On sait que le combat contre le terrorisme est ralenti par l’absence d’un engagement fort de la Communauté internationale à nos côtés. Celle-ci applique à notre égard la politique de double standard international. Alors que la lutte contre DAESH au Moyen-Orient a bénéficié d’une mobilisation internationale à tous les niveaux, celle contre le terrorisme en Afrique est réduite à la portion congrue.

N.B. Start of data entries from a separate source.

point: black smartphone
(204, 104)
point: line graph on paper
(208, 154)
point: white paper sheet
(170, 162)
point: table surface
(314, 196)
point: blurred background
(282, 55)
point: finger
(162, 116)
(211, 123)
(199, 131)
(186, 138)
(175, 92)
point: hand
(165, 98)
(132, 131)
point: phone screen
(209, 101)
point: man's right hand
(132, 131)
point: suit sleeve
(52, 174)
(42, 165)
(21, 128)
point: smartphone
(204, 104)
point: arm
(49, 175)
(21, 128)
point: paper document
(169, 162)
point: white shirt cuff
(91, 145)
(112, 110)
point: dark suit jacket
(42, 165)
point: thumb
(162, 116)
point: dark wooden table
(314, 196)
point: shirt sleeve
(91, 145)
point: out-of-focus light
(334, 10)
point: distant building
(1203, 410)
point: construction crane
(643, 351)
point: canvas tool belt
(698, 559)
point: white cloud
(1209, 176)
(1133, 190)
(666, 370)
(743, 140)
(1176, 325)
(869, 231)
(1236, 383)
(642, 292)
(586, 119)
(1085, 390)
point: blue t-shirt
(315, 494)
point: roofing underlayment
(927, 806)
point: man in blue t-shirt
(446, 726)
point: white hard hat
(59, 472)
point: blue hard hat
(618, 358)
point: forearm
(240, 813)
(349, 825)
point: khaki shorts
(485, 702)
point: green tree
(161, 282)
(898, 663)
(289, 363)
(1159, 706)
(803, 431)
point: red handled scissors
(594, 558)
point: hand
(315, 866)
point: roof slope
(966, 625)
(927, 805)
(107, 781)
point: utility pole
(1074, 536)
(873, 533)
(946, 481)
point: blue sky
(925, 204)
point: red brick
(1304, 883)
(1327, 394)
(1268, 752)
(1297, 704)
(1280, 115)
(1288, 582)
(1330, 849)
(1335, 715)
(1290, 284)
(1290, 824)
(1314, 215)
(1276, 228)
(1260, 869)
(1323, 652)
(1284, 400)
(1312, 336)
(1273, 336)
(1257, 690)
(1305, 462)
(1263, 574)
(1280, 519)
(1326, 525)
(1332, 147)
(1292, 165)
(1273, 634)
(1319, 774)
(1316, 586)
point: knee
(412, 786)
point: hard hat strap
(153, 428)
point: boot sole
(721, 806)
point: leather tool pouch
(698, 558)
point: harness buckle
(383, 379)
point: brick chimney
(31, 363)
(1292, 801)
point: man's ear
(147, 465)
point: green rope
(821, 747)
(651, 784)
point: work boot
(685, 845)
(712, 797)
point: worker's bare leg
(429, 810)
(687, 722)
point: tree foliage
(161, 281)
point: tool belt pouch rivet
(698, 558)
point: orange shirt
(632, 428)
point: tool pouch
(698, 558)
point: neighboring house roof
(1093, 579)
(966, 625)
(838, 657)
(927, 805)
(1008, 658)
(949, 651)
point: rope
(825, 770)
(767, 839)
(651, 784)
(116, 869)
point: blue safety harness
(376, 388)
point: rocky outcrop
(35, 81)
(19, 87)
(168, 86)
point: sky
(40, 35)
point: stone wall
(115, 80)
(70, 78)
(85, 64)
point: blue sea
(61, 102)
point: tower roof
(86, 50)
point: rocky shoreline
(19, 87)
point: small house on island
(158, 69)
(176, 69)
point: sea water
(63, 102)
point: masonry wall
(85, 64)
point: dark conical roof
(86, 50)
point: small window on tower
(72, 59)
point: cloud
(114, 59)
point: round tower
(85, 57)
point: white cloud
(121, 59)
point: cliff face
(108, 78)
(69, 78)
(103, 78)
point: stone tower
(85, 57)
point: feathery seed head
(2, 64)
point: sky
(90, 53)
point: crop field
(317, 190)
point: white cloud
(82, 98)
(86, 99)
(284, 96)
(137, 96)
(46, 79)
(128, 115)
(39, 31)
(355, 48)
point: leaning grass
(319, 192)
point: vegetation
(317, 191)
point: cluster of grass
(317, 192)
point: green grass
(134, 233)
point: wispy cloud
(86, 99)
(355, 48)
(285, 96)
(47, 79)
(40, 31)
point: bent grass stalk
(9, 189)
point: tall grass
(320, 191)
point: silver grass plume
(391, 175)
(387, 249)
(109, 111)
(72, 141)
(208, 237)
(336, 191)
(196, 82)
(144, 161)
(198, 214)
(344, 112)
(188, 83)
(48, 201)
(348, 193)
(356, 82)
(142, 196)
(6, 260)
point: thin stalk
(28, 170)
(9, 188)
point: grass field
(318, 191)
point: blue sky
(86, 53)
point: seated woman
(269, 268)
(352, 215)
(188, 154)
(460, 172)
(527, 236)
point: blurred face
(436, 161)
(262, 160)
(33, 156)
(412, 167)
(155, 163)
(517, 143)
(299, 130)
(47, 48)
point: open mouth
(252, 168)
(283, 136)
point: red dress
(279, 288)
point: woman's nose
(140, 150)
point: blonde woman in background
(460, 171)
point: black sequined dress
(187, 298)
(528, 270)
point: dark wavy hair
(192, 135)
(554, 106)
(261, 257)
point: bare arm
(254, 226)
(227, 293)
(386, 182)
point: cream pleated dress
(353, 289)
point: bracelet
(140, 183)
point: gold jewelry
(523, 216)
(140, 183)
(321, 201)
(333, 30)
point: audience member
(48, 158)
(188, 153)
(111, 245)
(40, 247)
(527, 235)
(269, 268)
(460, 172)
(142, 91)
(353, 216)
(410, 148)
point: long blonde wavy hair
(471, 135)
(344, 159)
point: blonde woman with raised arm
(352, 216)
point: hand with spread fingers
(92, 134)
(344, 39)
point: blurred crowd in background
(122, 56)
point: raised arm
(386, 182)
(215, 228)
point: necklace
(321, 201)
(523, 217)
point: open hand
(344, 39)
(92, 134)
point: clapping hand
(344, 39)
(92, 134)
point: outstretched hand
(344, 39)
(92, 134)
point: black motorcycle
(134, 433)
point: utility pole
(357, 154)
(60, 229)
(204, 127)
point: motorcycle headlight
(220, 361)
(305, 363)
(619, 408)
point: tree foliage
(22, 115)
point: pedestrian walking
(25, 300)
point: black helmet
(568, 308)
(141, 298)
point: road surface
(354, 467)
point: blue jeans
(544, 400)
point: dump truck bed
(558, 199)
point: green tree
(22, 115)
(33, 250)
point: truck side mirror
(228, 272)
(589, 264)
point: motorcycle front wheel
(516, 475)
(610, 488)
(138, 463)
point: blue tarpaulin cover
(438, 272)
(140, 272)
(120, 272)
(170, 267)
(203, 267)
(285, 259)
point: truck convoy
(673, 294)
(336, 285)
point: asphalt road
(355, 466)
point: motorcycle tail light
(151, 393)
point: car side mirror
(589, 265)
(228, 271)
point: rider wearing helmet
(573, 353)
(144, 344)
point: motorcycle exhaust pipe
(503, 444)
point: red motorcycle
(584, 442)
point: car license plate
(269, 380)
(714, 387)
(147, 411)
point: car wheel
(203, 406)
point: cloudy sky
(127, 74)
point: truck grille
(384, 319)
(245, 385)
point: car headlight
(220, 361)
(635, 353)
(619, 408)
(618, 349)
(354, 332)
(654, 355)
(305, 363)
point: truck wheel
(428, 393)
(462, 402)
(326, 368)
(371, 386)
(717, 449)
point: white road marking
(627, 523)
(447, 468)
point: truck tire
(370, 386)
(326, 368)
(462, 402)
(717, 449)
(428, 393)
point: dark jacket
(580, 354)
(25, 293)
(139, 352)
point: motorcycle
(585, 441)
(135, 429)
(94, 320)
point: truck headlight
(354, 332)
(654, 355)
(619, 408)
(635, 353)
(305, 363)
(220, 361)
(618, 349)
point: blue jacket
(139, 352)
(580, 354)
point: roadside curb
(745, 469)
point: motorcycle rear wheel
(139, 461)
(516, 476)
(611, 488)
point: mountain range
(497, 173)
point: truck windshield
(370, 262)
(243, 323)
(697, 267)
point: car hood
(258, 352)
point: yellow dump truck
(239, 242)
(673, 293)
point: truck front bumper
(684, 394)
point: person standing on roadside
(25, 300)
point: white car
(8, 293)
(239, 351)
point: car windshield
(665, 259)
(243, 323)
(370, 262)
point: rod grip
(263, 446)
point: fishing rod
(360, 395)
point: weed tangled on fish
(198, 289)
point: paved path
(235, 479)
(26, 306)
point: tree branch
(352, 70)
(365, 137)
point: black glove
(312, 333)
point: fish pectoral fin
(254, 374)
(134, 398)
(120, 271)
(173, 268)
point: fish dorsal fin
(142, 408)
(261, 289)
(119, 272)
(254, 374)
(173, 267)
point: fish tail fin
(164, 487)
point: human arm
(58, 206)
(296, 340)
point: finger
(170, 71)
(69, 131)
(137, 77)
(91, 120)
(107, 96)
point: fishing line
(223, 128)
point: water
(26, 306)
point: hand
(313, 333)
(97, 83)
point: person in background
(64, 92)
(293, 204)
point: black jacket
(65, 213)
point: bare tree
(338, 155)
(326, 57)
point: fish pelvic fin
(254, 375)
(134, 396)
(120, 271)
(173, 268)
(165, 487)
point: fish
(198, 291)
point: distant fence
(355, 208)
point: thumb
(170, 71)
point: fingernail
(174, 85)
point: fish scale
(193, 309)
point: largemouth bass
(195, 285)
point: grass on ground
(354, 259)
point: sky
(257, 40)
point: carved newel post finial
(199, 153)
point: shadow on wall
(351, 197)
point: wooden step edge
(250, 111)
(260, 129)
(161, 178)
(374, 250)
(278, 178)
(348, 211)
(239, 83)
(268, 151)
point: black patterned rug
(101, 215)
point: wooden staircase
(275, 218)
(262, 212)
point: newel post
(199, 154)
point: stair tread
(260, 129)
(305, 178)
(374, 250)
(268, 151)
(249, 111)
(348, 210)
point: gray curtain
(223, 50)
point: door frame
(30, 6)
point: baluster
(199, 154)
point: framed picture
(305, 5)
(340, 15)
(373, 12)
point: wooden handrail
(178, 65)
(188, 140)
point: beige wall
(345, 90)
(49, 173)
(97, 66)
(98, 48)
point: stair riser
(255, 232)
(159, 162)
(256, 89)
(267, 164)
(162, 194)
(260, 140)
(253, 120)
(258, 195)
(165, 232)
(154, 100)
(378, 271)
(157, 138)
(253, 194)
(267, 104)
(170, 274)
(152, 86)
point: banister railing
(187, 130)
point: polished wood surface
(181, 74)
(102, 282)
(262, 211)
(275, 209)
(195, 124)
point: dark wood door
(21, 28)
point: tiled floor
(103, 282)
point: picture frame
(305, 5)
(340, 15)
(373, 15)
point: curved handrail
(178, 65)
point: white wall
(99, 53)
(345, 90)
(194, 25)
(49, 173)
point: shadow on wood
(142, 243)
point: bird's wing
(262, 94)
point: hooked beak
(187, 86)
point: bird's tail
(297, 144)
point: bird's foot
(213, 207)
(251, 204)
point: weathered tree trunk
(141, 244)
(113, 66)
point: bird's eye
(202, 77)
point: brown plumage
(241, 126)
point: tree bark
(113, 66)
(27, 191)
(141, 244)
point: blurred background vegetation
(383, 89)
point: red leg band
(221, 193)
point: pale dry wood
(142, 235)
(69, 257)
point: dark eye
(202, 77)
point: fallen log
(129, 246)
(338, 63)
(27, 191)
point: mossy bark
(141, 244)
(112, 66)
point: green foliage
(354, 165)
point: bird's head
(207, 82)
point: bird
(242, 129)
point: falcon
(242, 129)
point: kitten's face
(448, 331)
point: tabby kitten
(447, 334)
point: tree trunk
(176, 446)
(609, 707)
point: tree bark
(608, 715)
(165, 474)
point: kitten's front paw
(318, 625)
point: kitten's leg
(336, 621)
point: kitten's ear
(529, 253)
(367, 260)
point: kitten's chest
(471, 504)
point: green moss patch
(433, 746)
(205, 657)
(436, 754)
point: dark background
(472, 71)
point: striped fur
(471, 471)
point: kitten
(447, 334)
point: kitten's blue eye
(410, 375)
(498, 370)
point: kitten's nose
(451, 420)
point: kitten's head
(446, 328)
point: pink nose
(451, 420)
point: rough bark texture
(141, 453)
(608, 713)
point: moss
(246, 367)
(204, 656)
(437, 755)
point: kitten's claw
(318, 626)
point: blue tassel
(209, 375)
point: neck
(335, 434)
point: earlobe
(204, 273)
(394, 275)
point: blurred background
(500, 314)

S’agissant maintenant des changements anticonstitutionnels des gouvernements, nous avons récemment tous vécu, avec consternation et inquiétude, le retour en force des coups d’État militaires dans certains de nos États membres. On assiste ainsi à la résurgence d’une pratique que nous croyions à jamais révolue, avec l’avènement d’une nouvelle ère, celle prometteuse de la consolidation démocratique.
Parmi les causes de ces changements avancées par les putschistes de ces derniers mois, figurent en bonne place l’incapacité, selon eux, des pouvoirs civils démocratiquement élus à combattre efficacement le terrorisme. Ainsi donc, aux justifications à posteriori désormais classiques, telles que l’impéritie des gouvernements civils, la mauvaise gouvernance sous toutes ses formes, la crise de légitimité des institutions démocratiques, s’ajoute désormais l’argument du monopole de la compétence en matière de lutte contre le terrorisme détenu par les managers de la violence légitime d’Etat, que sont les armées.. Ce nouvel argument qui est apparue ces derniers temps sur la scène politique et médiatique africaine renforce le lien entre terrorisme et changements anticonstitutionnels de gouvernement évoqué plus haut. De la corrélation, on glisse ainsi dangereusement vers la causalité. Les coups d’Etat deviennent, dans cette perspective, l’effet logique de l’expansion du terrorisme.
C’est à ce niveau que se pose la question lancinante du respect des dispositions constitutionnelles internes et des engagements juridiques continentaux auxquels nos états membres ont librement souscrit et qui proscrivent de manière non-équivoque l’accession au pouvoir par des moyens anticonstitutionnels.
La pérennité et la stabilité des institutions démocratiques est un gage du développement économique et social de nos pays. Inversement, les ruptures intempestives des processus démocratique en cours constituent des entraves sur le chemin de l’émergence du continent.
Aussi devient-il urgent d’affiner l’analyse des causes de cette résurgence des usurpations militaristes du pouvoir afin d’en déterminer la thérapeutique appropriée. L’Afrique est sans doute le dernier continent au monde à vivre avec une telle intensité le terrorisme et ou existe encore des changements inconstitutionnels. Il est incontestable que ces deux phénomènes inversent nos priorités de développement et entravent notre marche vers le progrès.